Dans ce dossier, "le droit à la grâce pour raisons humanitaires de l'ex-président Alberto Fujimori ne s'applique pas", ont indiqué les autorités judiciaires sur Twitter.
L'ancien chef d'Etat, qui purgeait une peine de 25 ans de prison pour crimes contre l'humanité et corruption, a été gracié le 24 décembre pour raisons de santé par le président péruvien Pedro Pablo Kuczynski.
Le parquet a ordonné qu'il soit jugé avec 23 autres personnes, dont d'anciens éléments d'un groupe paramilitaire et de l'armée.
Le 29 janvier 1992, alors que le gouvernement Fujimori menait une grande offensive contre la guérilla maoÏste du Sentier lumineux, des membres du Groupe Colina, composé notamment de militaires, avaient enlevé et assassiné six habitants du village de Pativilca, au nord de Lima.
L'opération avait été était menée par un des "escadrons de la mort" lancés par les autorités péruviennes contre la guérilla.
Les procureurs réclament 25 ans de prison contre Alberto Fujimori, accusé d'enlèvements, homicides et association de malfaiteurs.
L'avocat de l'ex-président, Miguel Pérez, a indiqué à la chaîne de télévision RPP avoir informé son client. "Il est parfaitement calme", a-t-il assuré.
"Maintenant, d'un point de vue légal, un appel est possible, pour avoir une décision définitive en deuxième instance" sur la tenue ou non d'un procès incluant M. Fujimori, a dit l'avocat, qui avait proposé que l'ex-chef d'Etat comparaisse comme simple "témoin", ce qu'a refusé le tribunal.

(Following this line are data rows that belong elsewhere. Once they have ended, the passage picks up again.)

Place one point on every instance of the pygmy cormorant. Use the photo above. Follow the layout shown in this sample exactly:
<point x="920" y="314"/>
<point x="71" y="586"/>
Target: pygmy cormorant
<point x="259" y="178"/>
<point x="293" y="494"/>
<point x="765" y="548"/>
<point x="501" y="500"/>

"Cette décision du tribunal signifie que concrètement, le procès va considérer Alberto Fujimori comme un des accusés", a ajouté l'avocat.
La décision du président Kuczynski de gracier M. Fujimori avait soulevé une polémique, ainsi que les critiques d'organisations de défense des droits de l'homme, et provoqué plusieurs manifestations de Péruviens.

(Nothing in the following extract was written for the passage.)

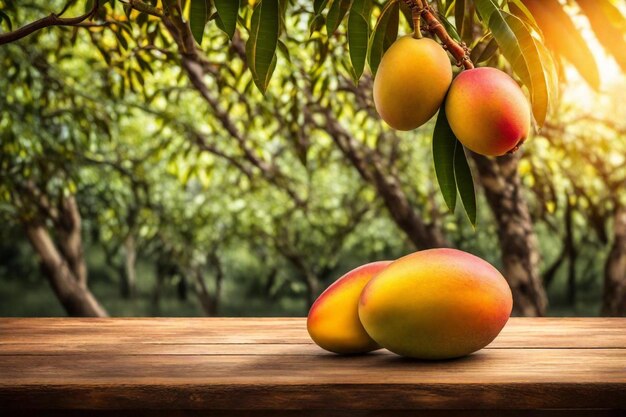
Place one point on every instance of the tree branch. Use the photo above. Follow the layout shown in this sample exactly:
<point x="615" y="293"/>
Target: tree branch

M. Kuczynski est accusé d'avoir négocié politiquement cette mesure en échange de son maintien au pouvoir avec le soutien du mouvement politique fondé par M. Fujimori.
"Monsieur Fujimori reprend dès maintenant son statut d'accusé", a souligné lundi l'avocat spécialisé en droits de l'homme Carlos Rivera.

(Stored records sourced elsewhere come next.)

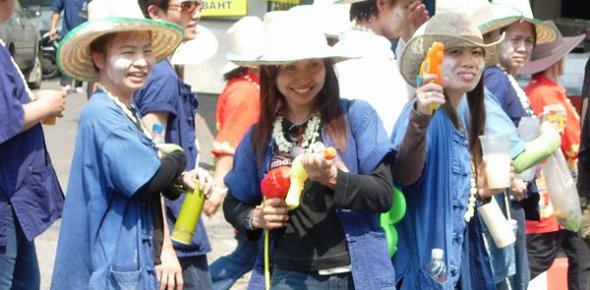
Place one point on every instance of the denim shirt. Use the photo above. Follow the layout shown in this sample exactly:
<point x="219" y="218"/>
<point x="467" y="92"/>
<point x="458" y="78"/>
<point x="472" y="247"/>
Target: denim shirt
<point x="28" y="181"/>
<point x="105" y="241"/>
<point x="366" y="147"/>
<point x="164" y="91"/>
<point x="436" y="204"/>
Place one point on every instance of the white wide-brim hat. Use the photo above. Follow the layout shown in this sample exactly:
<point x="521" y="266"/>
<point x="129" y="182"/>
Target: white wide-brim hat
<point x="196" y="50"/>
<point x="246" y="38"/>
<point x="487" y="16"/>
<point x="544" y="33"/>
<point x="288" y="39"/>
<point x="330" y="19"/>
<point x="112" y="16"/>
<point x="453" y="30"/>
<point x="547" y="54"/>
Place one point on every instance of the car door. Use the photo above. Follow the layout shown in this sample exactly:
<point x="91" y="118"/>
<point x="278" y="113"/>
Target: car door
<point x="25" y="38"/>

"Je déplore la décision (...) dans l'affaire Pativilca. J'ai bon espoir que mon père sera acquitté, après un procès sans pressions politiques", a déclaré via Twitter Keiko Fujimori, fille de l'ancien président et actuelle présidente du parti politique Fuerza Popular.
Elle a estimé que cette décision ne devait pas constituer une "excuse pour emprisonner à nouveau un homme d'un âge avancé et à la santé fragile", ajoutant que son père "mérite" d'être en liberté pendant le procès.
Les corps jamais retrouvés
La Commission de la vérité et de la réconciliation avait pu reconstituer les faits survenus en janvier 1992 à Pativilca grâce à des témoignages des familles des hommes enlevés et tués ce jour-là.
Les proches des victimes avaient raconté qu'un commando d'hommes vêtus d'habits sombres étaient arrivés dans la nuit au village, avaient capturé et frappé six hommes avant de les emmener dans plusieurs véhicules. Les corps des six victimes - trois agriculteurs, un étudiant, un chauffeur et un professeur - n'ont jamais été découverts.
L'avocate des familles, Gloria Cano, avait exigé que soit respecté le droit des victimes et que le droit de grâce dont dispose le président Kuczynski ne s'applique pas à ce dossier.
"Si le droit de grâce est finalement appliqué, nous allons saisir les instances internationales", avait mis en garde l'avocate.
Des organisations de défense des droits de l'homme et des familles de victimes ont demandé début février à la Cour interaméricaine des droits de l'homme, dont le siège est à San José (Costa Rica), de se prononcer contre la grâce accordée à M. Fujimori.
Cette grâce "équivaut à une insulte à la mémoire et à la dignité de nos frères, mères et fils", avait affirmé une proche des victimes, Carmen Amaro.
Alberto Fujimori a retrouvé la liberté après 12 ans de prison, après avoir été condamné à 25 ans de réclusion pour la mort de 25 personnes tuées par deux "escadrons de la mort" en 1991 et 1992, à Barrios Altos, un quartier de Lima, et à l'université La Cantuta.